Kickstarter is an amazing example of great crowdfunding at work. This platform has the specific mission of bringing creative endeavors to life. The crowd – in this case, the average web user – has the power to search through a multitude of campaigns, and they can donate to fund the ones that appeal to them.
And then there are platforms like GoFundMe, which is pretty much totally free of restrictions and is donation-based. This site brands itself as the crowdfunding platform for “everyone,” and they take that mission statement seriously. Anyone, for just about any reason, can set up a campaign on GoFundMe and ask for donations to finance their cause – even if that cause is themselves.
And that donation based part? It means that funders are simply making a donation to a cause of their choice. They don’t get anything tangible in return (whereas on Kickstarter, funders receive various products or services that the creative campaign is looking to launch, based on the amount of their donation). While this is fine and par-for-the-course for charitable organizations, it starts getting interesting when you start looking at individuals who have set up campaigns on the platform who are exactly that – individuals.
You can head over to GoFundMe right now and set up a campaign to finance yourself. As in, you get set up, present your case as to why you need funds, people choose to donate, and if someone does, that is cash in your pocket. And that’s exactly what someone I know recently did.
Using GoFundMe for Personal Expenses
This individual set up an account for the purpose of financing travel expenses. According to their GoFundMe campaign info, they are wanting to travel to various countries because they want to do so while they are young and before “life gets in the way.”

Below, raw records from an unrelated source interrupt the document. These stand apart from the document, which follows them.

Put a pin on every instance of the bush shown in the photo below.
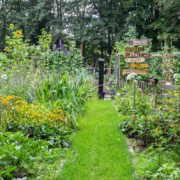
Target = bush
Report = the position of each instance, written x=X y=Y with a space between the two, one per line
x=22 y=157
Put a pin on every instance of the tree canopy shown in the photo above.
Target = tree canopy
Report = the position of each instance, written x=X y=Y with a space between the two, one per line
x=94 y=25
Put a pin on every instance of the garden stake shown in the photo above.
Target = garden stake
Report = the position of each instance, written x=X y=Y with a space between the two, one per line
x=133 y=101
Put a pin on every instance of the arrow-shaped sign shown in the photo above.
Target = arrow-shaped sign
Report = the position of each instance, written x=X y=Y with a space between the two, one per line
x=140 y=66
x=135 y=71
x=129 y=60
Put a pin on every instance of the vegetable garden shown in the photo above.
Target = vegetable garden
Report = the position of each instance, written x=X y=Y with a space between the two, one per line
x=52 y=124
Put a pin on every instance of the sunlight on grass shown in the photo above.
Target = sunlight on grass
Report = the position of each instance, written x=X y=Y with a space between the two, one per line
x=99 y=149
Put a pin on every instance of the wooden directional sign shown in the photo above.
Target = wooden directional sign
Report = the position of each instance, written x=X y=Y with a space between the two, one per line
x=138 y=42
x=140 y=66
x=134 y=49
x=136 y=71
x=133 y=60
x=132 y=54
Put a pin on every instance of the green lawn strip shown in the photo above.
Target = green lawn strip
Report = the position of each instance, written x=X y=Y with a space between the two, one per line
x=100 y=150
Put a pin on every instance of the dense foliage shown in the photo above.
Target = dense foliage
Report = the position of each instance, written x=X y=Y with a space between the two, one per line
x=94 y=24
x=42 y=94
x=155 y=126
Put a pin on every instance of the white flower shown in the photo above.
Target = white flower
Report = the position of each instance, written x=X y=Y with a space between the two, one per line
x=131 y=76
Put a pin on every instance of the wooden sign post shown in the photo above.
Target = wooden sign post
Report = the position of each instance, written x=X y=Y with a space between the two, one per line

To add some clarity to the situation, this individual is in good health, has a college degree and a full-time job, and regularly enjoys spending time with friends at various events and engaging in all sorts of exciting activities. This person recently went on a week-long cruise, as well.
There is absolutely nothing wrong or illegal with using GoFundMe to seek donations to fund your travels or other personal expenses. It’s up to the crowd to decide if the campaign organizer has a cause that is worthy of a donation. The platform even allows users to submit questions to the founder if further information is needed before a donation is submitted.
GoFundMe is not some sort of scam site that rips people off – and I don’t think my acquaintance who is using the platform is conning anyone, either. The platform is clear about the fact that they welcome everyone with various needs for financing to use the site. My acquaintance has also been extremely clear about their intentions and why they are requesting donations.
Asking Others to Fund Your Travels – or Asking for Handouts?
But to me, that doesn’t make it “right.” I know there’s nothing wrong with using the tools that are available to you to get what you want – but to me, this is simply asking for a handout.
To me, you’re asking for a handout when you have the ability to handle something yourself.. but you’d rather let someone else do the hard work to make it happen, and then hand you the fruits of their labor. I have absolutely no problem with helping someone who is truly in need. But I look at this situation and I roll my eyes. And then I get mad.
This is another example of a Millennial and a need for instant gratification. The campaign’s goal is $1,000. How on earth could you feel good about asking other people for their money to fund your travel experiences, when you could save $100 a month and have the amount you’re asking for in less than a year? Or save $250 by cutting trips to the bars, brunches on Sunday, going to events with costly ticket prices, and other expenses that must seem frivolous compared to the adventure that is awaiting you in your travels, and it would only take you four months until you have the amount you need.
Am I just bitter? Maybe. Would I be jealous if this campaign actually gets funded, and this individual is handed $1,000 just for asking for money from their network? Sure.
I worked extremely hard to save up enough money to take our recent big trip overseas. Because we had multiple financial goals we were working toward – building an emergency fund, investing, traveling – it took us three years to get to the point where we felt comfortable with where we were financially to take a big trip abroad.
We live frugally so that we can make our big goals into realities. We don’t buy everything we want when we want it – and then expect someone else to finance a goal or idea when the cost is greater than what we have between paychecks.
Maybe this is simply a difference in taste and philosophy. What I find tacky may be perfectly acceptable to other people. What I find acceptable may be completely classless to someone else.
But then again, maybe I’m not nuts. Maybe I have a point.
The campaign set up by my acquaintance for the purpose of raising money to fund a trip around the world has been up for weeks now. $0 has been donated.
What do you think – would you ever turn to your network to fund your travels or other personal expenses? Is this a brilliant way to leverage tools available to you, or is this simply a new way of asking for handouts?